O nosso comportamento global é ao
mesmo tempo instintivo (dirigido por genes) e aprendido (dirigido
por memes). Os memes que se desseminam mais facilmente e se tornam
dominantes não são necessariamente os mais benéficos. São os
«mais aptos» para a replicação. Muitas vezes têm que ver com
coisas como o perigo, a alimentação e o sexo, o que faz com que
accionem os nossos «botões evolucionários» e sejamos forçados
a prestar-lhes atenção.
Os memes mais aptos passam de cérebro
em cérebro dentro de comunidades e se a sua influência for
suficientemente estável pode até acabar por lhes determinar um
nome colectivo como Católicos, Marxistas, Portistas, Benfiquistas
...
Tipicamente, todas as
mentes estão profundamente infectadas porque são um ambiente
amigável para as ideias ou informações auto-replicáveis.
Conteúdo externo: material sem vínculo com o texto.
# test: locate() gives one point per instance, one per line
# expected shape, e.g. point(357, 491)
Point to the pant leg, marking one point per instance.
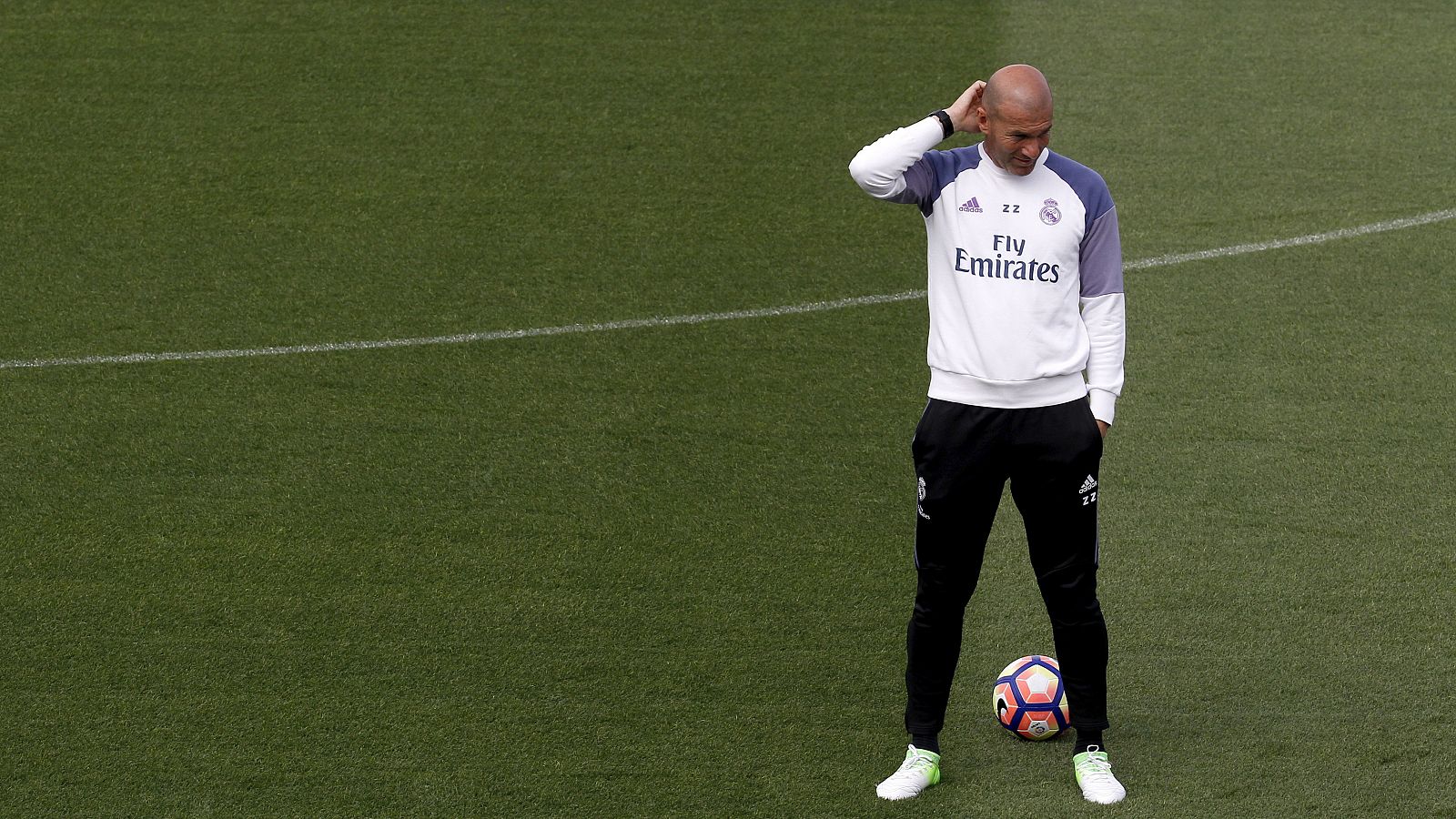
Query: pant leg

Replicamos frases e modos de agir e vestir: surgem as modas dos
Ió-iós, hula-ups, ténis de marca ou de pôr o boné com a aba
virada para a nuca e as músicas e frases dos anúncios da rádio
ou da TV ficam-nos «dentro da cabeça». Se não fosse assim, os
homens de negócio não gastariam tanto dinheiro a poluir o ar com
eles. Os memes mais aptos podem, na realidade, acabar por nos
distrair e afastar daquilo que na realidade gostaríamos de fazer
com a nossa vida.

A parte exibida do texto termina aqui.